16 |   - name: Giles Harper-Donnelly
17 |     affiliation: "3"
18 |   - name: Aleyna Kara
19 |     affiliation: "4"
20 |   - name: Xinglong Li
21 |     affiliation: "5"
22 |   - name: Gerardo Duran-Martin
23 |     affiliation: "6"
24 |   - name: Kevin Murphy
25 |     affiliation: "7"
26 |     corresponding: true
27 | affiliations:
28 |  - name: Department of Statistics and Wu Tsai Neurosciences Institute, Stanford University, USA
29 |    index: 1
30 |  - name: CSAIL, Massachusetts Institute of Technology, USA
31 |    index: 2
32 |  - name: Cambridge University, England, UK
33 |    index: 3
34 |  - name: Computer Science Department, Technical University of Munich Garching, Germany
35 |    index: 4
36 |  - name: Statistics Department, University of British Columbia, Canada
37 |    index: 5
38 |  - name: Queen Mary University of London, England, UK
39 |    index: 6
40 |  - name: Google DeepMind, USA
41 |    index: 7
42 |  
43 | date: 19 July 2024
44 | bibliography: paper.bib
45 | 
46 | ---
47 | 
48 | # Summary
49 | 
50 | State space models (SSMs) are fundamental tools for modeling sequential data. They are broadly used across engineering disciplines like signal processing and control theory, as well as scientific domains like neuroscience [@vyas2020computation], genetics [@durbin1998biological], ecology [@patterson2008state], computational ethology [@weinreb2024keypoint], economics [@jacquier2002bayesian], and climate science [@ott2004local]. Fast and robust tools for state space modeling are crucial to researchers in all of these application areas.
51 | 
52 | State space models specify a probability distribution over a sequence of observations, $y_1, \ldots y_T$, where $y_t$ denotes the observation at time $t$. The key assumption of an SSM is that the observations arise from a sequence of _latent states_, $z_1, \ldots, z_T$, which evolve according to a _dynamics model_ (a.k.a., transition model). An SSM may also use inputs (a.k.a., controls or covariates), $u_1,\ldots,u_T$, to steer the latent state dynamics and influence the observations. 

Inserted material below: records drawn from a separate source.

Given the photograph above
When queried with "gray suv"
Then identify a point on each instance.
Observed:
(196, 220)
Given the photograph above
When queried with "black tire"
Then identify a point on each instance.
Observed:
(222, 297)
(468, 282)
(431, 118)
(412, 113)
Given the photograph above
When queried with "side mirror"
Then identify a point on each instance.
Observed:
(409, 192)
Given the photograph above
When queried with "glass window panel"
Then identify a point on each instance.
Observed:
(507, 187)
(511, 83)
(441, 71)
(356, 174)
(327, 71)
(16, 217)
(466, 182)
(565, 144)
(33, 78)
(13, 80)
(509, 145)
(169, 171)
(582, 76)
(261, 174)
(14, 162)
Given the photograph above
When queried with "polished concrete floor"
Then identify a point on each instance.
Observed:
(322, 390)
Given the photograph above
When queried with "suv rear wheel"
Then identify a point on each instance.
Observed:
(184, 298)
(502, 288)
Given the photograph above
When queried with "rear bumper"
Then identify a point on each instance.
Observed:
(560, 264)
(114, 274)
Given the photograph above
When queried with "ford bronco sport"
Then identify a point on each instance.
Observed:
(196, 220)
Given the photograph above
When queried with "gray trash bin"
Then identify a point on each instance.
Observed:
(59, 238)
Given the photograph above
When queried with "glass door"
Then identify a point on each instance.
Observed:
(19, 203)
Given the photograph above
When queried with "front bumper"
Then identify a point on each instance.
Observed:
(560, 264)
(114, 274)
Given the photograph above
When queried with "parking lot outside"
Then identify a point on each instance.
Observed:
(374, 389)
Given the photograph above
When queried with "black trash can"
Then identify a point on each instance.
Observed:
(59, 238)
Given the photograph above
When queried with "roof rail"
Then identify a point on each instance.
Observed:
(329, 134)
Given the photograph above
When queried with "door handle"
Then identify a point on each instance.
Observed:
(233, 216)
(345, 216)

53 | For example, in a neuroscience application from @vyas2020computation, $y_t$ represents a vector of spike counts from $\sim 1000$ measured neurons, and $z_t$ is a lower dimensional latent state that changes slowly over time and captures correlations among the measured neurons. If sensory inputs to the neural circuit are known, they can be encoded in $u_t$. 
54 | In the computational ethology application of @weinreb2024keypoint, $y_t$ represents a vector of 3D locations for several key points on an animal's body, and $z_t$ is a discrete behavioral state that specifies how the animal's posture changes over time.
55 | In both examples, there are two main objectives: First, we aim to infer the latent states $z_t$ that best explain the observed data; formally, this is called _state inference_. 
56 | Second, we need to estimate the dynamics that govern how latent states evolve; formally, this is part of the _parameter estimation_ process. 
57 | `Dynamax` provides algorithms for state inference and parameter estimation in a variety of SSMs. 
58 | 
59 | There are a few key design choices to make when constructing an SSM:
60 | 
61 | - What is the type of latent state? E.g., is $z_t$ a continuous or discrete random variable?
62 | - How do the latent states evolve over time? E.g., are the dynamics linear or nonlinear?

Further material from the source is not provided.